Are you choosing the person who is loyal?
The person who tells the truth?
The person who stays steady when things get hard?
The person who works hard without making every moment about themselves?
The person who can celebrate someone else’s success without jealousy, drama, or insecurity?
That is who I would choose.
Not the greedy, grabby one.
Not the one chasing attention.
Not the one who wants all the spotlight and none of the responsibility.
Not the one who knows how to be seen, but not how to serve.
I would choose the team player.
Every time.
And when I say that, I want to be very clear about what I mean.
To me, being a team player is not vague, passive, or soft. It is a powerful way of moving through the world. It means bringing loyalty, discipline, humility, steadiness, accountability, authenticity, and generosity into every room you enter. It means knowing how to lead without ego. It means knowing how to contribute without keeping score. It means being the kind of person others can trust not just when things are easy, but especially when they are not.
A real team player shows up prepared.
Keeps their word.
Does the work.
Handles pressure without creating chaos.
Brings calm, clarity, and consistency.
Makes the room stronger.
Makes other people better.
That is first-round energy to me.
And maybe that is why Draft Day has always felt like more than a football moment.
It is a human moment.
It is about dreams, yes but it is also about devotion. About families who sacrificed. About parents and grandparents who believed early. About teammates who sharpened each other. About the quiet years of work that came long before the public celebration.
Days like this always make me think of my mom and my grandfather.
They make me think about standards. About sacrifice. About what it means to be worthy of responsibility. About how much work goes into building anything meaningful a life, a family, a team, a legacy.
And they remind me of something I believe deeply:
No one gets anywhere worthwhile alone.
That is why the people on your team matter so much.
But there is another layer to this that matters just as much.
It is one thing to know who you want on your team.
It is another thing entirely to become the kind of person great people want on theirs.
That is where this gets personal.
If I want loyalty around me, am I loyal?
If I want discipline around me, am I disciplined?
If I want steadiness, honesty, generosity, and heart from others, am I bringing those same qualities too?
Because everybody wants to be surrounded by first-round picks.
But are we becoming one?
Are we bringing trust?
Are we bringing calm?
Are we bringing humor, effort, perspective, and grace?
Are we making people feel stronger, safer, more energized, and more inspired when they are with us?
Those are real questions.
And they matter far beyond football.
The best teams are not built on talent alone. They are built on trust. On shared values. On emotional maturity. On people who understand that being part of something meaningful requires more than ambition it requires substance.
That is true in sports.
That is true in business.
That is true in friendship.
That is true in families.
That is true in life.
So when I think about the phrase the pick is in, I do not only hear a name being called.
I hear a challenge.
Choose wisely.
Build carefully.
Pay attention to what people bring.
Pay attention to what you bring.
Choose people who are loyal over self-interested.

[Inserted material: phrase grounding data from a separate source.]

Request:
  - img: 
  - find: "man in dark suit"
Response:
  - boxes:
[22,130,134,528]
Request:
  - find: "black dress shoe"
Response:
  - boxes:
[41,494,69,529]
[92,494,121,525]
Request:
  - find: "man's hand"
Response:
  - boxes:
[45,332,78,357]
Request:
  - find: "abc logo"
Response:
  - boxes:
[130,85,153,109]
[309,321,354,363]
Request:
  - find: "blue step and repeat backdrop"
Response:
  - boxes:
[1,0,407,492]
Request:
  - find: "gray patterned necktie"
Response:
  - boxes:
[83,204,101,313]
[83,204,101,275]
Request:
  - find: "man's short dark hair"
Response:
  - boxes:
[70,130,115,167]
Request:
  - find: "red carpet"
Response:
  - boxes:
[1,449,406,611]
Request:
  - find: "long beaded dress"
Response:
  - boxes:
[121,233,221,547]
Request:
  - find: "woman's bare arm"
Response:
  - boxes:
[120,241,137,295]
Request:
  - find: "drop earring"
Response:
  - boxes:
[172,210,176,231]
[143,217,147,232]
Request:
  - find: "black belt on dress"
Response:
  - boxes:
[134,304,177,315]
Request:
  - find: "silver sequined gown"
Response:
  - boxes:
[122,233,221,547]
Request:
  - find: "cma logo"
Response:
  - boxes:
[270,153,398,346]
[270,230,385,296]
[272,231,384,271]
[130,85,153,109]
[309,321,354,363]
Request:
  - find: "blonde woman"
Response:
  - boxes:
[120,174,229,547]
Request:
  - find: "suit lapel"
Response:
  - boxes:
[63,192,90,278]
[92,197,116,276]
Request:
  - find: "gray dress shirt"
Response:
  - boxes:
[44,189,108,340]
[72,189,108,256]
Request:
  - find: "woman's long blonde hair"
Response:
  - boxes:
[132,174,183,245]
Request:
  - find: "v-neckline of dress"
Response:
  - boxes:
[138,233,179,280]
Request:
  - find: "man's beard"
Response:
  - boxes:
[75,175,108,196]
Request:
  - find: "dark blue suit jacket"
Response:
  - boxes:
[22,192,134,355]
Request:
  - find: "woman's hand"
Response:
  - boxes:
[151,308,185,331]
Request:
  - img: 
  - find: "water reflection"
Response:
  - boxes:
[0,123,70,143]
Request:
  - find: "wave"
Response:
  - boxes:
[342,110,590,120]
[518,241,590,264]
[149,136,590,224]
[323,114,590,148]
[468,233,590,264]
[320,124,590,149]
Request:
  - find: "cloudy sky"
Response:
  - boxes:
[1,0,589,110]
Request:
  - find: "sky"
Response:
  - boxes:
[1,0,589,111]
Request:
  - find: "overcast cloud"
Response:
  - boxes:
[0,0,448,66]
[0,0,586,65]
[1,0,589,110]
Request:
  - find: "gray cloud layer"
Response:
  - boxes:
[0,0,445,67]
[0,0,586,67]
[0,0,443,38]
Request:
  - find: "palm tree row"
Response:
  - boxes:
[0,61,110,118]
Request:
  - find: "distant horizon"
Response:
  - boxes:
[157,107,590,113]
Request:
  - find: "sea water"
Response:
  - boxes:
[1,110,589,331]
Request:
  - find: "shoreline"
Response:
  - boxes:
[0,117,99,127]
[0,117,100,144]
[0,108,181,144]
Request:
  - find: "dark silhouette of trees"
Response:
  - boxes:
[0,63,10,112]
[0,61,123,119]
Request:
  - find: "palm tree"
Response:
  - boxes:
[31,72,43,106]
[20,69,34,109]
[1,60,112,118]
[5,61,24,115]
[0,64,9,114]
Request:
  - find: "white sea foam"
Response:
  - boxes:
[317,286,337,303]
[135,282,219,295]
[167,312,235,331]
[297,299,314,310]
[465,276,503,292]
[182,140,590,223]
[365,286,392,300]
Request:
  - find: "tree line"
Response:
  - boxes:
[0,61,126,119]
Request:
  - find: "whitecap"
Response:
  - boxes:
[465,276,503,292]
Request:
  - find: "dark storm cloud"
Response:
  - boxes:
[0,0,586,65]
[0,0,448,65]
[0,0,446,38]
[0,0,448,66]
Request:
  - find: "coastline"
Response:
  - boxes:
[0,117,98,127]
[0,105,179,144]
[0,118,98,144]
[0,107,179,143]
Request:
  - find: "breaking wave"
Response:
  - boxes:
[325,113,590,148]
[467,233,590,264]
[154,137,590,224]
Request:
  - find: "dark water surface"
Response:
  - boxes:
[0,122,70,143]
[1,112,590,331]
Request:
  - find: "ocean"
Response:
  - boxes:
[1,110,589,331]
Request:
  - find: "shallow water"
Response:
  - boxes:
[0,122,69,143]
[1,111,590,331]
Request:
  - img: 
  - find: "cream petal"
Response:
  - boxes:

Choose people who are accountable over excuse-filled.
Choose people who are authentic over performative.
Choose people who bring steadiness instead of chaos.
Choose people who know how to be part of a team, not only the center of attention.
And then do the work to become that kind of person, too.
Because being chosen is meaningful.
But being the kind of person others feel grateful to choose in friendship, in family, in business, in life, that is something even greater.
Everybody wants first-round picks in their life.